Excerpt from Tango’s virtual retail summit Moving Forward: Workplace 2.0 on June 24-25, 2020.
Planning the Return to the Office
Susan Clarke – Research Director, Smart Buildings, Verdantix:
“What we have seen from some of the early reopening strategies, both in the retail and office sector is that some of the programs just feel really complex with lots of moving parts. And you do think is this manageable in the long-term? We’ve already seen some of the large big-box retailers scale back some of their complex appointment setting initiatives because they weren’t effective and they were just adding too much complexity.
“And then there’s another area I guess, around cleaning. If we look at some of the return to work cleaning schedules that some firms are considering, they’re just really complex. So some of the ones I’ve heard about, as soon as someone checks out of a desk, a cleaning work order is issued and you automatically send a cleaning technician to clean down that space. And actually I have heard from one of the kinds of corporations that we speak to that that type of program was just becoming too difficult and too complex to manage.
“So they’ve decided to scale things back and actually leave some disinfectant spray on the desk and encourage people to do their own disinfecting. So I think simplicity is something important within return to work programs. And then finally the final S that we talk about with our safe, simple, and supportive framework is around supportive. And we used to talk about making buildings work for people, and that should very much still be the case.
“You need to be thinking about the best way to instill confidence with any of your workers returning to work. So I think that’s the kind of multidimensional framework that we’ve been developing and I think simplicity is a very important element.”
Joshua Cushner – Principal, Consulting Practice Lead, Arup:
“I’ll take the other side of Susan’s argument. Absolutely the job to be done is to make the complex feel simple, right? We have risk-takers and we have risk-averse people coming back to your workplace. And the risk-takers aren’t going to be too fussed with what you put in front of them. The risk-averse people are going to really need confidence, right? And that’s what they’re not going to feel until they actually experience the building.
“So I agree that the wayfinding, the simplicity, the ability to easily understand what you should be doing is going to be critical to get those risk-averse people more comfortable. There’s a laundry list of things that our return to office committee is dealing with right now. So that’s I guess the complex side of it. Right? A firm like ours that has offices all over the place, the community prevalence of the virus is completely different in each location. And it’s in some locations is decreasing and in some locations increasing.
“We actually just opened our Houston office and then we closed it per state of orders. And I think the constant movement of state guidance, right, is going to throw the best-laid plans up in the air to some degree as well. So having some knowledge of what the community prevalence is and knowing what your reaction to that might be sort of is the first gate for all of this. And then you get through all the ideas of the tiers of your employees.
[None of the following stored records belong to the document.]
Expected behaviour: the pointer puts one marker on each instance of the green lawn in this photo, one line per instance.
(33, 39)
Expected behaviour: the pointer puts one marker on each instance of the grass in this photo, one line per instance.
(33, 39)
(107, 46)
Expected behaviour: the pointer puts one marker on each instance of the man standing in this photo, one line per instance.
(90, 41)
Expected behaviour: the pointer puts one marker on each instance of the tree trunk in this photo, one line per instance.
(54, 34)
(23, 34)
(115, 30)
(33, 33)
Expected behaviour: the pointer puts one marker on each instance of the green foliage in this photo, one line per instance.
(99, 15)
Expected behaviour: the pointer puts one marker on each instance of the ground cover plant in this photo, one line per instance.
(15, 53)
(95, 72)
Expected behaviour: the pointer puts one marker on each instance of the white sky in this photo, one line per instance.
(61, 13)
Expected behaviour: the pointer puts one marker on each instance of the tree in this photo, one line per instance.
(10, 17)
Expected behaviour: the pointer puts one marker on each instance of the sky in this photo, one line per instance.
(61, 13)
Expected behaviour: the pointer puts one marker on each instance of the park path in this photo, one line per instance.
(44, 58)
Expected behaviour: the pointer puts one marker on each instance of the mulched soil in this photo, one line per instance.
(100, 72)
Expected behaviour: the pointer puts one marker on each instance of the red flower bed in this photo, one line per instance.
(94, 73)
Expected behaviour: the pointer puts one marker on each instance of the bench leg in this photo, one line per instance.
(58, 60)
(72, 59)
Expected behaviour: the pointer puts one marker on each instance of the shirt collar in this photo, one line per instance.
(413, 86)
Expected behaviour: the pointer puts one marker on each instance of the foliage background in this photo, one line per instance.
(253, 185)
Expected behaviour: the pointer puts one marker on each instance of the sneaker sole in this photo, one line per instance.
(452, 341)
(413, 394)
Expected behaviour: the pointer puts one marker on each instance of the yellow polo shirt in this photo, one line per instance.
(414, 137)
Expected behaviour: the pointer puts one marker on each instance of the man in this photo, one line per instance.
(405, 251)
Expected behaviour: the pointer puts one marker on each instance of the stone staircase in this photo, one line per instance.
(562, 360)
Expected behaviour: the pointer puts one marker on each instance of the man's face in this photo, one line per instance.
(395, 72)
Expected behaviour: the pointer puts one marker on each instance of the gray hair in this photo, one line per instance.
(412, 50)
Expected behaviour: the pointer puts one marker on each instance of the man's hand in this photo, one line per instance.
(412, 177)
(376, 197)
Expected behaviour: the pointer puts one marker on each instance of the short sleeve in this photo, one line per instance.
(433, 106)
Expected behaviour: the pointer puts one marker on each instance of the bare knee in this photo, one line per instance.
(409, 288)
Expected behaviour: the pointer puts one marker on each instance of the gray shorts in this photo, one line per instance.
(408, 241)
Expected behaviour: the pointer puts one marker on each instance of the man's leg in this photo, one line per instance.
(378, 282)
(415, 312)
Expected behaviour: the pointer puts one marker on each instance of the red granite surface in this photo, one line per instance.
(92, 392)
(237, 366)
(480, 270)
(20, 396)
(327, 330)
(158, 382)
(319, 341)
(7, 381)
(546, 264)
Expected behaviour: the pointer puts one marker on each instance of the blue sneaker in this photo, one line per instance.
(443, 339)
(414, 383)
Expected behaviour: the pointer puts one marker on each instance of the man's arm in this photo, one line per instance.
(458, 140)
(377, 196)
“And do you have mission-critical employees and why do they need to go back? And then coming up with the plan that’s phased, that’s right for you. In the first keynote about the seating plans and all that planning and has to happen from a tenant’s standpoint. There are other things to do from a landlord standpoint that you wouldn’t have to do as a tenant. And I would say enforcement and what happens. Your policy when someone gets sick. You have so many options right now, right?
“You have options for A teams and B teams. You have options for one day on, one day off. Right? And so a lot of it comes back to why you’re going there. And then the nature of what you’re expecting to do also is part of this. Because your mindset easily tracks back to the old workplace and the things you try to do there. And you have to remember that it’s completely different now, and we’re actually trying to achieve pretty basic things in the return to the office. It’s not the extensive collaboration space in this medium term.”